I would like to solve a simple BVP for a second order differential equation on the domain $I=[0,\pi/2]$ using the finite difference method. $$ u''(x)+u(x)=0\\ u(0)=0\\ u'(\pi/2)=0 $$ By construction, $u(x) = c \sin(x)$ is a solution for any $c$. To use the finite difference method, we construct an $n\times n$ matrix of the form $$ A = \frac{1}{\Delta x^2}\begin{bmatrix} -2&1&0&0&\cdots&0\\ 1&-2&1&0&\cdots&0\\ \ddots&\ddots&\ddots&\ddots&\ddots&\ddots\\ 0&\cdots&0&1&-2&1\\ 0&\cdots&0&0&2&-2 \end{bmatrix}. $$ Here in the first row we are assuming $u_0=0$ for the zero Dirichlet condition, and we are assuming $u_n=u_{n+1}$ so that $u'(x_n)=0$. Then we solve the discretized differential equation, which becomes a linear system, $$ A\vec{u}+\vec{u}=0\\ (A+I)\vec{u}=0, $$ but since $(A+I)$ is invertible, the only solution to this equation is $\vec{u}=0$. How can I recover the non-trivial solutions?

Answer 1

The point is that the number $\pi/2$, that is to say the domain size in which these boundary conditions result in an eigenvalue of $-1$, is part of the solution of the problem. It will come with its own numerical error. This formulation means you are asked to find $L$ such that $u''+u=0,u(0)=0,u'(L)=0$ has a nontrivial solution. This $L$ is $n\Delta x$, so you want $A+I$ to be singular, or equivalently you want $\Delta x^2 A + \Delta x^2 I$ to be singular. So you want $\Delta x$ to be $\sqrt{-\lambda}$ for an eigenvalue $\lambda$ of the matrix $\Delta x^2 A$ (which depends only on $n$ and not on $\Delta x$).

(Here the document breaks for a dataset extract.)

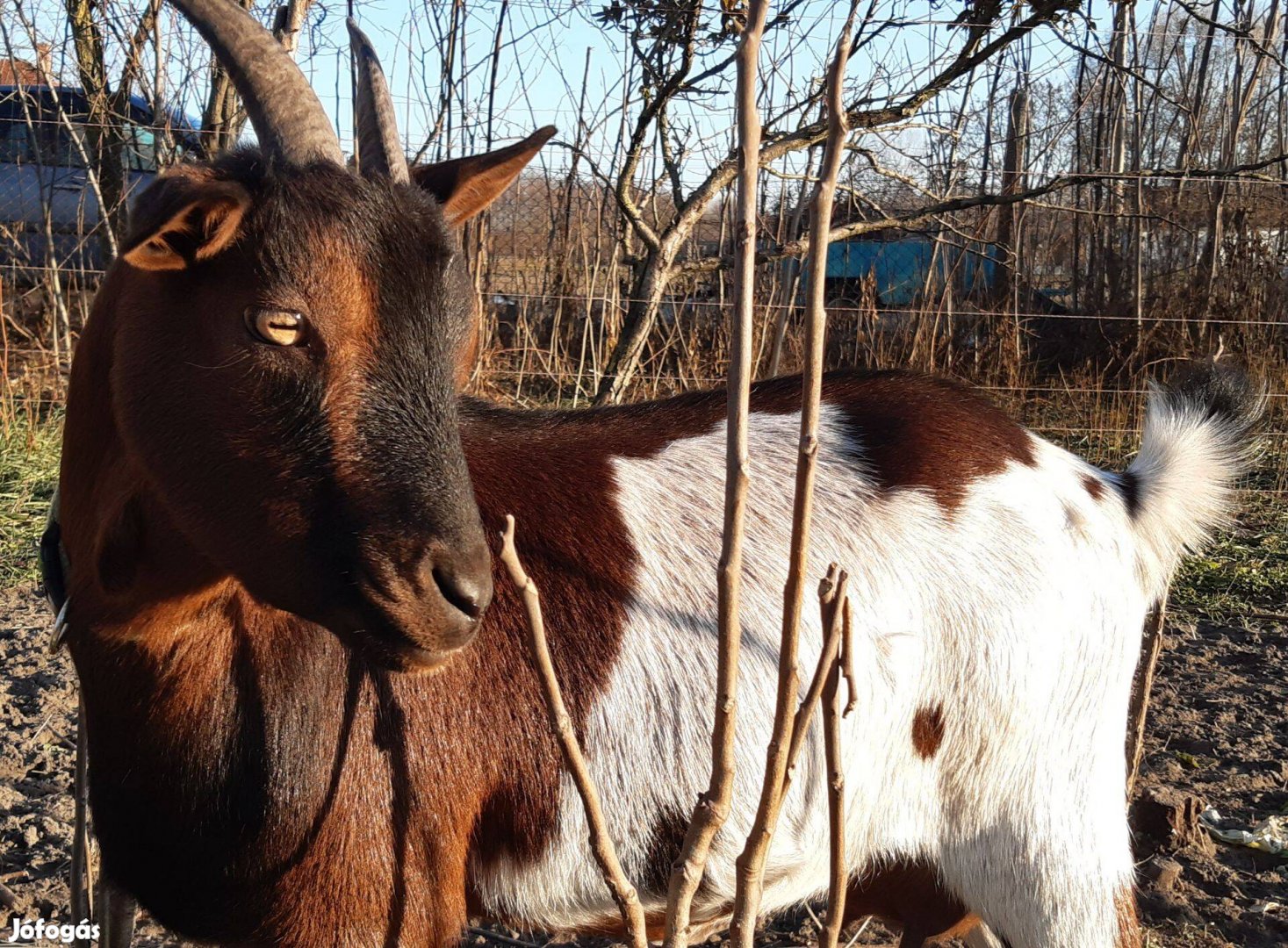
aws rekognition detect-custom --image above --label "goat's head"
[64,0,554,667]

If you don't like the idea of the domain size as a variable, then you can hold the domain size fixed at $\pi/2$ and allow for the numerical eigenvalue to differ from $-1$ instead.

Either way as you observed you need to leave some slack, because if the domain is size $\pi/2$ then the eigenvalue you get is never exactly $-1$, and conversely if you set the eigenvalue to be exactly $-1$ then the domain size you get is not exactly $\pi/2$.